Tullett Prebon, a London-based inter-dealer broker described as one of the City’s biggest trading firms, will help employees relocate to avoid the United Kingdom’s 50 percent tax on bankers’ bonuses. The firm is also thinking about relocating its headquarters, Reuters reports:
A Tullett spokesman said the group would look into relocating staff who expressed a wish to quit the UK because it would otherwise run the risk of losing star brokers to rivals.
“The board has concluded that it is in the best interests of shareholders to respond to requests from desks to relocate out of the UK, and will seek to facilitate, were possible and appropriate, relocation to the company’s other offices around the world which have more certain taxation regimes,” the spokesman said.
Tullet’s move comes less than a week after the British government announced plans to slap a one-time tax of 50 percent on bank bonuses totaling more than 25,000 pounds ($40,800). The tax also applies to Britain-based subsidiaries of US companies. Sky News reports that it’s not yet clear that Tullet would be subject to the tax, but that executives are worried:
Chief executive Terry Smith emailed senior managers on Friday to say that the company’s board had taken the decision to help staff with their requests to relocate to other offices “with more certain taxation regimes”.

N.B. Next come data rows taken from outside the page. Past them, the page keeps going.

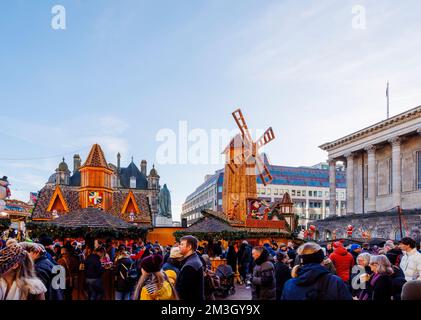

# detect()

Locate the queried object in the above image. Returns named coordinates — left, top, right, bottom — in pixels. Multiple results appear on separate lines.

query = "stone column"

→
left=328, top=159, right=337, bottom=216
left=345, top=152, right=354, bottom=215
left=388, top=137, right=402, bottom=207
left=365, top=145, right=377, bottom=213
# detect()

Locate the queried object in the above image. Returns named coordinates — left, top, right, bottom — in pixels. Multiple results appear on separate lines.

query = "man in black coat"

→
left=176, top=235, right=205, bottom=302
left=274, top=251, right=291, bottom=300
left=85, top=247, right=105, bottom=300
left=237, top=241, right=252, bottom=284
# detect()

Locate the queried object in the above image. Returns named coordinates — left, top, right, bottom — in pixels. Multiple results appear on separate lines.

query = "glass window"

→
left=130, top=176, right=136, bottom=188
left=297, top=190, right=301, bottom=196
left=273, top=189, right=278, bottom=195
left=218, top=186, right=223, bottom=192
left=267, top=189, right=271, bottom=195
left=318, top=191, right=322, bottom=197
left=291, top=190, right=296, bottom=196
left=309, top=191, right=313, bottom=197
left=302, top=190, right=306, bottom=197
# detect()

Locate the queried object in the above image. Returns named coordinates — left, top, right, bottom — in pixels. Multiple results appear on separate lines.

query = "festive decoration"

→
left=346, top=225, right=354, bottom=237
left=173, top=229, right=295, bottom=242
left=88, top=191, right=103, bottom=207
left=303, top=225, right=316, bottom=240
left=26, top=221, right=147, bottom=240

The email said that the government’s “explicit refusal to guarantee that similar ‘one off’ taxes will not be imposed next year” had caused a number of staff to raise the matter of relocation.
The UK has paid out more than $1.37 trillion in government money to troubled banks.
Sky reports that Tullet employees interested in relocating will have the chance to move to Switzerland, Bahrain, or Singapore.